Ondo Finance is also bringing more users on-chain but with finance rather than games. The company’s strategy of combining traditional finance with blockchain by venturing into the tokenization of real-world assets (RWA) is proving successful, with its market value surging considerably.
In Web3, allowing users to interact with several chains takes a lot of work. It is, however, more rewarding. Too rewarding to be true. Wormhole launched its governance token $W on Friday, and its price dropped lower than the pre-market expectations of it being worth $1.5. The $2.7 billion market cap cross-chain platform had been criticized for being overvalued throughout the week. Definitely not overvalued is Uniswap, if judged by the reported user activity. The decentralized exchange surpassed $2 trillion in lifetime trading volume on Friday.
The new wave of users of decentralized projects is prompting Web2 companies to step up their game. Google, to which this migration of users poses an existential threat, is pursuing its attempt to gain a foot in the industry. The company has expanded a feature (before only available for Ethereum) allowing users to quickly search the balance and last update time of wallet addresses from several networks.

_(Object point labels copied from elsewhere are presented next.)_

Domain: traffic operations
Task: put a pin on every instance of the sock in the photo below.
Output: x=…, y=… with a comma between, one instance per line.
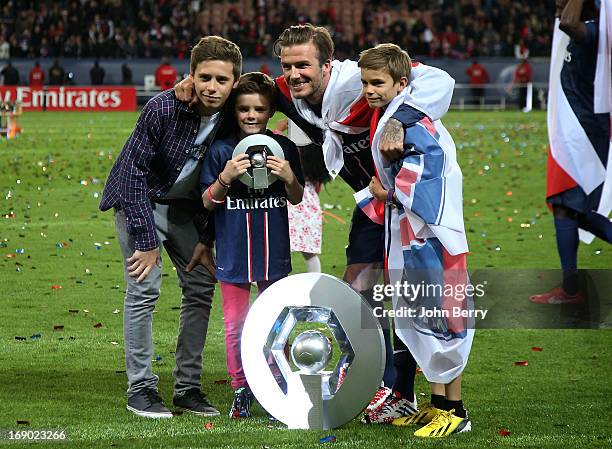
x=313, y=265
x=597, y=225
x=457, y=406
x=405, y=369
x=438, y=401
x=567, y=245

Tether too, knows how to make it in this market, and with the profits it has been collecting with USDT, the stablecoin issuer went shopping. It bought 8888.8888 BTC worth about $626.84 million, adding to its existing stock of nearly 65,000 BTC and making the firm the 7th largest holder of Bitcoin.
The company behind the number one stablecoin by market cap must continue to be sharp as it is about to get more competition. Ripple, the digital payment platform powered by the XRP token, announced the plans for its stablecoin on Thursday. The instrument, yet to be named, promises full parity with the dollar by backing with U.S. dollar deposits, short-term U.S. government treasuries, and other cash equivalents.
Ethena Labs also entered the lucrative on-chain dollar market, offering a synthetic dollar stablecoin that is not reliant on the traditional banking system. This week, users applauded the news that the platform was airdropping its governance token, ENA.
Stablecoins substantially threaten the monetary power of national central banks, which are trying to come up with their own digital currencies. In our Banking and CBDC Weekend Roundup, we discuss how the Bank of International Settlements is working on Project Agorá - a bid to connect different wholesale CBDCs and tokenized deposits of commercial banks on a unified ledger. We also say goodbye to Zimbabwe's revolutionary digital gold token plans, dropped in favor of more familiar paper currency.
A new week is around the corner, and if you don't have many fun plans scheduled don't bother. Crypto markets will provide enough entertainment to keep you busy.